Question: JSONiq to SQL #1259

Open jsommr opened 2 weeks ago

jsommr commented 2 weeks ago

I keep coming back to JSONiq because it's such an elegant language, and it would be cool if I could use it for an api instead of eg. GraphQL. There's Hasura and similar for the latter that auto generates a GraphQL api for a database and uses the GraphQL AST to generate a single SQL query for a database (simply put).

Would it make sense (and be possible) for RumbleDB to act as an api, turning a JSONiq POST request into SQL, query a database (efficiently, with as much sql packed into one query as possible) and return the result? I don't know enough about Spark, but ClickHouse has a Spark connector. Would it be possible to connect RumbleDB with that (or similar for other db's) and get pushed down requests (including aggregates like avg, sum etc.)?

ghislainfourny commented 1 day ago

Thank you for your feedback @jsommr!
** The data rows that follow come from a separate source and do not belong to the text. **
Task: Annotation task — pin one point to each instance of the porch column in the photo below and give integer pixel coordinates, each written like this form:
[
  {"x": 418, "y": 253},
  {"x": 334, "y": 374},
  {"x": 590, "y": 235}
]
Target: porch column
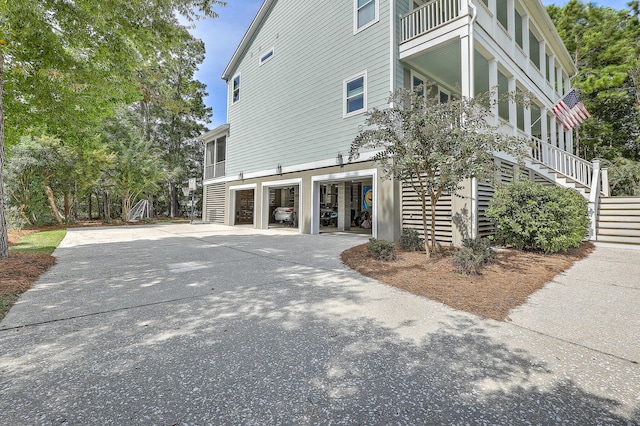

Apologies as I only saw it now.

Generally, it does make a lot of sense to allow RumbleDB to connect to other backends. If that backend has a Spark connector, then it should be even relatively easy. I tried for example with MongoDB (which also has a Spark connector) and it was only an afternoon of work to connect it.

Regarding pushdowns: absolutely, this is even desirable. Typically, one builds a first prototype that just generally connects to the backend, and then one keeps adding pushdowns and optimizations to make it faster.

Thank you for the nice words on JSONiq!